Any tubing placed distal to the exhalation port should increase dead space. Various masks have been tested to evaluate their effect on dead space.

Exhalation Ports Over the Bridge of Nose

NIPPV masks with exhalation ports over the nasal bridge actually wash out some anatomic dead space. They can decrease the dead space from a baseline 32% to 28.5%. None of the exhaled gas passes through a viral filter, therefore aerosolized pathogens will be disbursed.

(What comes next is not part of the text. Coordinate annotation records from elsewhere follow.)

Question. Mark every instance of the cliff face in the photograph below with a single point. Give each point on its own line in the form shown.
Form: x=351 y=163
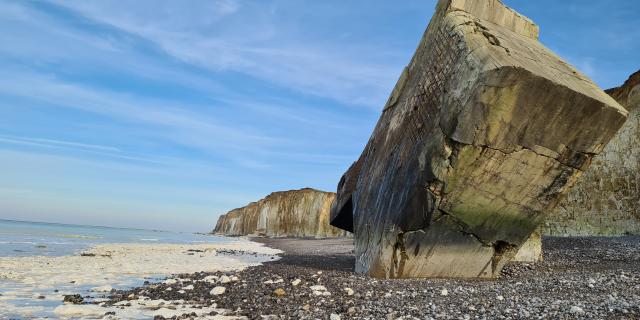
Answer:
x=606 y=200
x=296 y=213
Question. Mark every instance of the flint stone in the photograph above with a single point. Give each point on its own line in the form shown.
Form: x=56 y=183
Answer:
x=483 y=134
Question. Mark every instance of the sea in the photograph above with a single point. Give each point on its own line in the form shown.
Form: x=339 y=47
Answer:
x=23 y=239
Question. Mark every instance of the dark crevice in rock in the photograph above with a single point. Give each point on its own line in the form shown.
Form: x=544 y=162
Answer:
x=462 y=227
x=501 y=250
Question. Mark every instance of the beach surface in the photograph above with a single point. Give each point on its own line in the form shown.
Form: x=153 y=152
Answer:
x=580 y=278
x=35 y=286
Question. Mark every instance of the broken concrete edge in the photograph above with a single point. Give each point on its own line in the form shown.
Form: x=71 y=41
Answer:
x=501 y=251
x=493 y=11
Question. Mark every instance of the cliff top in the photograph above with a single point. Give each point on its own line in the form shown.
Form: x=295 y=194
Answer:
x=282 y=193
x=628 y=94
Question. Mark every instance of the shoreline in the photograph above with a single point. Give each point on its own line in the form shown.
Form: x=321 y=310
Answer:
x=35 y=286
x=580 y=278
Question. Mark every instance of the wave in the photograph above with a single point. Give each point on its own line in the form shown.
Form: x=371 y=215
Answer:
x=77 y=236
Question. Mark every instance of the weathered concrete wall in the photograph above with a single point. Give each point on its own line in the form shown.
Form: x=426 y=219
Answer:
x=483 y=134
x=606 y=200
x=296 y=213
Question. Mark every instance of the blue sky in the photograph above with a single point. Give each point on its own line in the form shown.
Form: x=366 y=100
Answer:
x=163 y=115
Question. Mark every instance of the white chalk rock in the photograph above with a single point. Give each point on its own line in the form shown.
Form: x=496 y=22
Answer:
x=105 y=288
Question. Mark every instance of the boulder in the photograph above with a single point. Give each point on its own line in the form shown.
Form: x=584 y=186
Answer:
x=606 y=199
x=483 y=134
x=295 y=213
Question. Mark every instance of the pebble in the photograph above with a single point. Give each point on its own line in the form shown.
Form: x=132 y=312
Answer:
x=576 y=310
x=279 y=292
x=349 y=291
x=218 y=291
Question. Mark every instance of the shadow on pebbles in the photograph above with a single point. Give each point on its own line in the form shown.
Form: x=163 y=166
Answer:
x=580 y=278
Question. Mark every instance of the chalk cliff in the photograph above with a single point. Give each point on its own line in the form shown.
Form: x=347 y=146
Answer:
x=606 y=200
x=295 y=213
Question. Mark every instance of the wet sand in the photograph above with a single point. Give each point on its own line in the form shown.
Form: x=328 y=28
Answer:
x=35 y=286
x=580 y=278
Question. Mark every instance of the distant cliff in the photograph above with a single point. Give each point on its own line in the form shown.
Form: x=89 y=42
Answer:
x=606 y=199
x=295 y=213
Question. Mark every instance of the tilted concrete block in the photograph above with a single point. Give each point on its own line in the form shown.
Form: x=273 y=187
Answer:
x=483 y=134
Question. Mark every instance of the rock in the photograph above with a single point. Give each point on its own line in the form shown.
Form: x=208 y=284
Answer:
x=295 y=213
x=484 y=133
x=79 y=311
x=73 y=298
x=576 y=310
x=279 y=292
x=105 y=288
x=604 y=202
x=318 y=288
x=531 y=250
x=217 y=291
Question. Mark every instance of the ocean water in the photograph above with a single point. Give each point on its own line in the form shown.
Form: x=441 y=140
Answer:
x=25 y=239
x=19 y=238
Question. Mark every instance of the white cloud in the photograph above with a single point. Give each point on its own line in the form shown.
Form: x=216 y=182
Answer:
x=225 y=36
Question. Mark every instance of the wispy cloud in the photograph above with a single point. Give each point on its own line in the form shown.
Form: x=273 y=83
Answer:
x=217 y=39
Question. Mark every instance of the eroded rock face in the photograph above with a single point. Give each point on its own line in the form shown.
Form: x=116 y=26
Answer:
x=296 y=213
x=483 y=134
x=606 y=200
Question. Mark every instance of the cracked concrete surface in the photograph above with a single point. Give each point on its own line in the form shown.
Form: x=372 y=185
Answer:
x=483 y=134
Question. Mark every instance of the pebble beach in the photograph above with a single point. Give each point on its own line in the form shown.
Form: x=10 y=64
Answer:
x=580 y=278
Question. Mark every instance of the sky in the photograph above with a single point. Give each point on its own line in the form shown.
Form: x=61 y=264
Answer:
x=165 y=114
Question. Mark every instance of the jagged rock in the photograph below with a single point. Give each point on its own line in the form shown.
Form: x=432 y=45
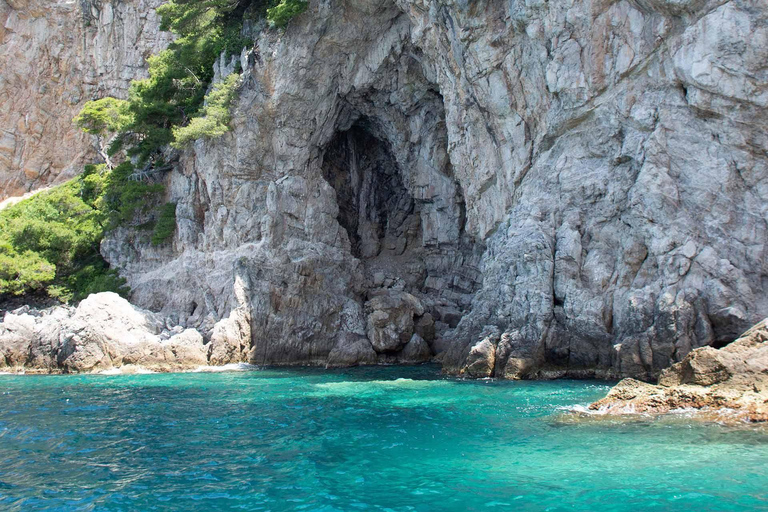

Exhalation Port on Circuit

Masks with exhalation ports on the NIPPV circuit increase dead space by varying degrees. These can increase total dead space from a baseline of around 32% to 40%. However, since a large portion of exhaled gas passes through a viral filter, less pathogens will be aerosolized.

The Debrief

  • When choosing a mask for NIPPV, the risk of aerosolization of pathogens must be weighed against the benefit of dead space washout. 
  • Masks and circuits with exhalation ports proximal to the viral filter add mechanical dead space. However, they decrease the aerosolization of viral particles
  • Masks with exhalation ports over the bridge of the nose washout anatomic dead space. This dead space washout comes at the expense of lack of filtration of exhaled gas.

References

  1. Saatci E, Miller DM, Stell IM, Lee KC, Moxham J. Dynamic dead space in face masks used with noninvasive ventilators: a lung model study. Eur Respir J. 2004 Jan;23(1):129-35. doi: 10.1183/09031936.03.00039503. PMID: 14738244.